Suffer from insomnia? Researchers have found that keeping a cool head can help you get a better night's sleep.

A new study presented July 13 at SLEEP 2011 in Minneapolis, Minnesota, reveals that wearing a special cap that cools the brain, specifically the frontal cortex, helped subjects fall asleep faster and stay asleep longer.

Researchers said that sleeping in a soft plastic cap, consisting of tubes filled with circulating water at controlled temperatures, helped reduce brain metabolism to promote restorative sleep.

In the study, insomniacs were able to drift off to sleep in 13 minutes on average, compared to 16 minutes required for the control group of non-insomniacs. Plus the insomniacs stayed asleep just as long as the control group.

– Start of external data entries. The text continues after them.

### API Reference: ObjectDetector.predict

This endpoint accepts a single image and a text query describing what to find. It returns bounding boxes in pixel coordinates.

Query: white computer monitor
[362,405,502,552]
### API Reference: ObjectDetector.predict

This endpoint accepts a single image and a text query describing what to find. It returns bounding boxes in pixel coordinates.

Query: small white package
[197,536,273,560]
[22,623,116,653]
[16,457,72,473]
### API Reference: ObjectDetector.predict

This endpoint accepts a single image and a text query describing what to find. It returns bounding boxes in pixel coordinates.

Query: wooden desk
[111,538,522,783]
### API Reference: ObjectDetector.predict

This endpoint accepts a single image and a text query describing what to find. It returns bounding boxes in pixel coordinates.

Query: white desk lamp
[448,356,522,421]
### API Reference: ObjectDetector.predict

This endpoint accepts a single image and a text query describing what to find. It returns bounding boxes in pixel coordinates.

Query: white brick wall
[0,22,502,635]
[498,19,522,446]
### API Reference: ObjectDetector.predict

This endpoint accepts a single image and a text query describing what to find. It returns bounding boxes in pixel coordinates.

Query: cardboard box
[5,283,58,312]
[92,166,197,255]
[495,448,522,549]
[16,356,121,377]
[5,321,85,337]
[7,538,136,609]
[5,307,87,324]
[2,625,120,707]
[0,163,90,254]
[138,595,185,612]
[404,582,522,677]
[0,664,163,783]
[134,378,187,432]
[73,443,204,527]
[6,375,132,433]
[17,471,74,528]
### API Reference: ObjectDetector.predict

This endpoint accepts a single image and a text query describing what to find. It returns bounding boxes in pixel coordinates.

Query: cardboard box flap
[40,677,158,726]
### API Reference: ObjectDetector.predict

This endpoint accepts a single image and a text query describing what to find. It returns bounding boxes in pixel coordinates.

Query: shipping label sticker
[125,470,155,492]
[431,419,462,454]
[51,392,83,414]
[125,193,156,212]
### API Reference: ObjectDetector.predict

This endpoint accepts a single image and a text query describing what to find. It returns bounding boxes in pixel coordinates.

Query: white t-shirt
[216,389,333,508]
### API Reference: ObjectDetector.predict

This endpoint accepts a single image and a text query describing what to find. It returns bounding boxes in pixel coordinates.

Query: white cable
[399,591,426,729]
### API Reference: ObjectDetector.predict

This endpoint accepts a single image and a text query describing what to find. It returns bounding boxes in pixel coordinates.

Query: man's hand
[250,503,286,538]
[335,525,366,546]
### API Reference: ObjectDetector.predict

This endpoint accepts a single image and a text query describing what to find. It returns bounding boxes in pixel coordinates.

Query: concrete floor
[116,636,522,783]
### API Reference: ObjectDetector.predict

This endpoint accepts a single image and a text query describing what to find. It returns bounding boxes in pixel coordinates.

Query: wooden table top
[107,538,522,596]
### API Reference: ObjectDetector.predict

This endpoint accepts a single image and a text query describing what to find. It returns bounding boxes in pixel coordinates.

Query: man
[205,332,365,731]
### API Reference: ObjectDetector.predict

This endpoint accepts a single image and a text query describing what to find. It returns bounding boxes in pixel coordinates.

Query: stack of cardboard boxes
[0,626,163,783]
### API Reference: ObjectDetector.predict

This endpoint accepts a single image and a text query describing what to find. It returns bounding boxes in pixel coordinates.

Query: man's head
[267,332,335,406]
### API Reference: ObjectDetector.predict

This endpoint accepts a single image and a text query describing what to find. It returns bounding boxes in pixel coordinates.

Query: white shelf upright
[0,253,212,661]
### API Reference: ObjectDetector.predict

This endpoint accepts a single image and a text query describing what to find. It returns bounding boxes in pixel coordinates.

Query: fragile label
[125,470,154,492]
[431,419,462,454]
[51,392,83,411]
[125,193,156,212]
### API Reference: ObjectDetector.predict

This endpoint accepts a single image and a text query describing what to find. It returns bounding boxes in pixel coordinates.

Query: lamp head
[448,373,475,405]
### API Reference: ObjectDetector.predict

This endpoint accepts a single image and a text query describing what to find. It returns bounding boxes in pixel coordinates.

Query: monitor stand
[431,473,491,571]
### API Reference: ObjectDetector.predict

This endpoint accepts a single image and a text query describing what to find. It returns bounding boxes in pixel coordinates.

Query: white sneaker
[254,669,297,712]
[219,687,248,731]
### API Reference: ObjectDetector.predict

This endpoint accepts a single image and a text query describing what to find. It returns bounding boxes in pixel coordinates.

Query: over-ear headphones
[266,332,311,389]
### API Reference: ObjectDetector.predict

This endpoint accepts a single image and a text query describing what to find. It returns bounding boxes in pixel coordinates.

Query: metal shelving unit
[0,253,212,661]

"The most significant finding from this study is that we can have a beneficial impact on the sleep of insomnia patients via a safe, non-pharmaceutical mechanism that can be made widely available for home use by insomnia sufferers," said lead author Eric Nofzinger of the University of Pittsburgh School of Medicine in a release.

A 2006 study published in the Journal of Clinical Sleep Medicine linked insomnia with increased metabolism in several brain regions when the head hits the pillow, which is why some people struggle with an active mind when they need their zzzs. 

The cap is not yet available to consumers, although Nofzinger plans to bring it to market.

Sleep difficulties - whether falling asleep or remaining asleep - are very common, affecting up to 48 percent of the population, experts say. And while insomnia is generally associated with depression and anxiety, there is a growing body of research that links chronic sleep difficulties to various other medical conditions, including obesity and diabetes in children and adults, and heart disease.